You'll also want a good deep-sky guidebook, such as Sue French's Deep-Sky Wonders collection (which includes its own charts), Sky Atlas 2000.0 Companion by Strong and Sinnott, the bigger Night Sky Observer's Guide by Kepple and Sanner, or the beloved if dated Burnham's Celestial Handbook.
Can a computerized telescope replace charts? Not for beginners, I don't think, and not on mounts and tripods that are less than top-quality mechanically (able to point with better than 0.2° repeatability, which means fairly heavy and expensive). As Terence Dickinson and Alan Dyer say in their Backyard Astronomer's Guide, "A full appreciation of the universe cannot come without developing the skills to find things in the sky and understanding how the sky works. This knowledge comes only by spending time under the stars with star maps in hand."
This Week's Planet Roundup
Mercury (about magnitude –0.2) remains quite deep in the sunset, as it always does during its evening apparitions that happen in late summer and early fall. Scan for Mercury with binoculars just above the horizon due west about 20 minutes after sundown.
Venus (magnitude –3.9) and Jupiter (magnitude –1.8) shine in the east-northeast during dawn. Jupiter is the higher and easier one to spot. Watch far to its lower left for Venus rising as dawn grows bright. The two planets continue drawing farther apart: from 12° apart on August 30th to 20° by September 5th. Jupiter is moving higher, and Venus is gradually sinking lower.
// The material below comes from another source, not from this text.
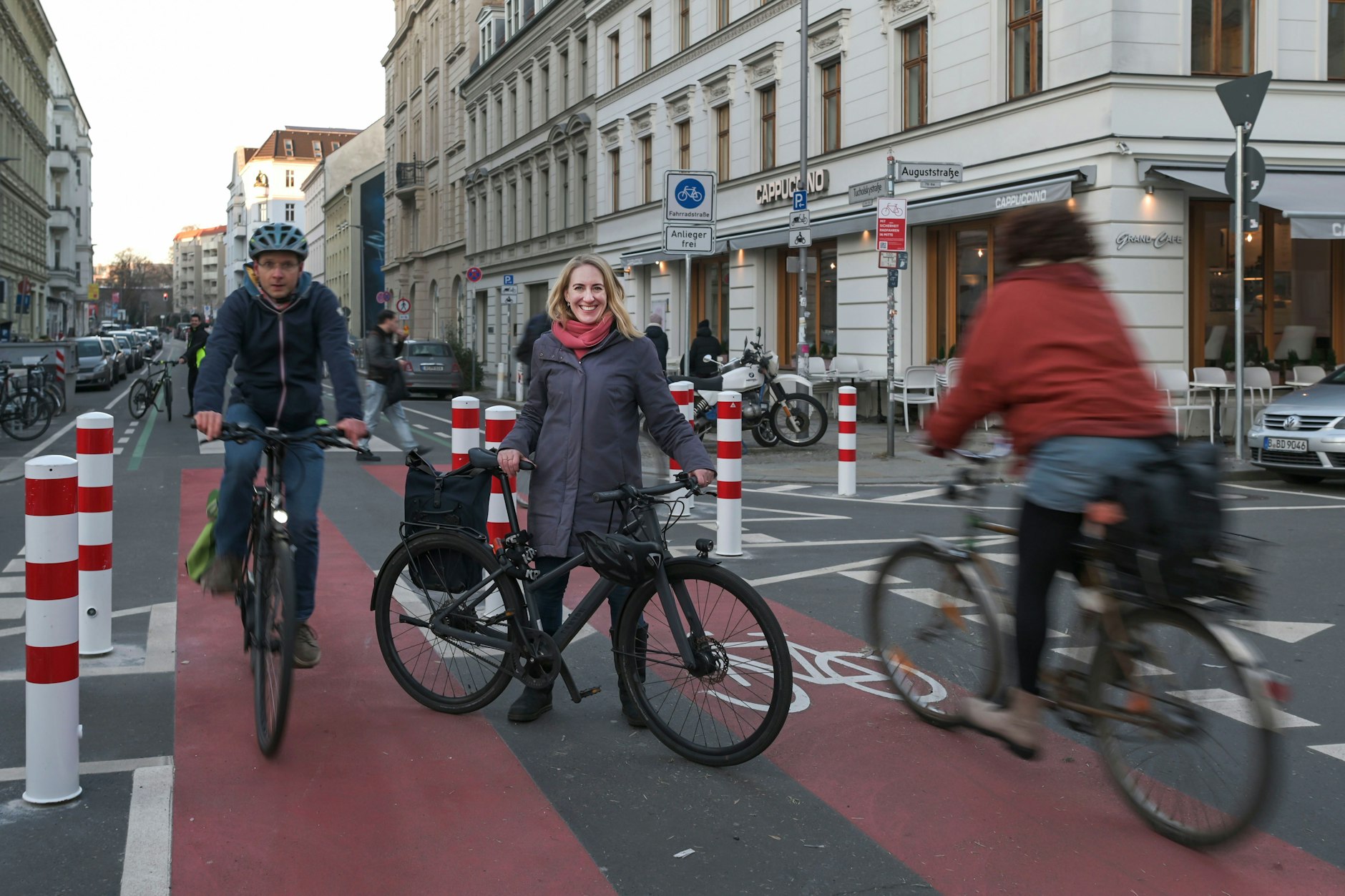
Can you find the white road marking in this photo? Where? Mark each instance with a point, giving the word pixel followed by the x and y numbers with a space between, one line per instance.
pixel 1236 707
pixel 1334 751
pixel 1288 633
pixel 148 855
Use binoculars to catch Regulus less than 1° to Venus's lower left on the morning of September 5th (for North America).
Mars and Saturn, both magnitude +0.6, glow in the southwest at dusk, moving apart after their conjunction last week. They're 4° apart on August 29th and 7° by September 5th. Mars is the one on the lower left early in the week, directly left later. Off to their left are fainter Delta Scorpii, then Antares. Compare all their colors.
Uranus (magnitude 5.7, in Pisces) and Neptune (magnitude 7.8, in Aquarius) are high in the southeast and south, respectively, by midnight. See our Finder charts for Uranus and Neptune online or in the September Sky & Telescope, page 50.
All descriptions that relate to your horizon — including the words up, down, right, and left — are written for the world's mid-northern latitudes. Descriptions that also depend on longitude (mainly Moon positions) are for North America.
Eastern Daylight Time (EDT) is Universal Time (UT, UTC, or GMT) minus 4 hours.
"The universe is full of magical things patiently waiting for our wits to grow sharper."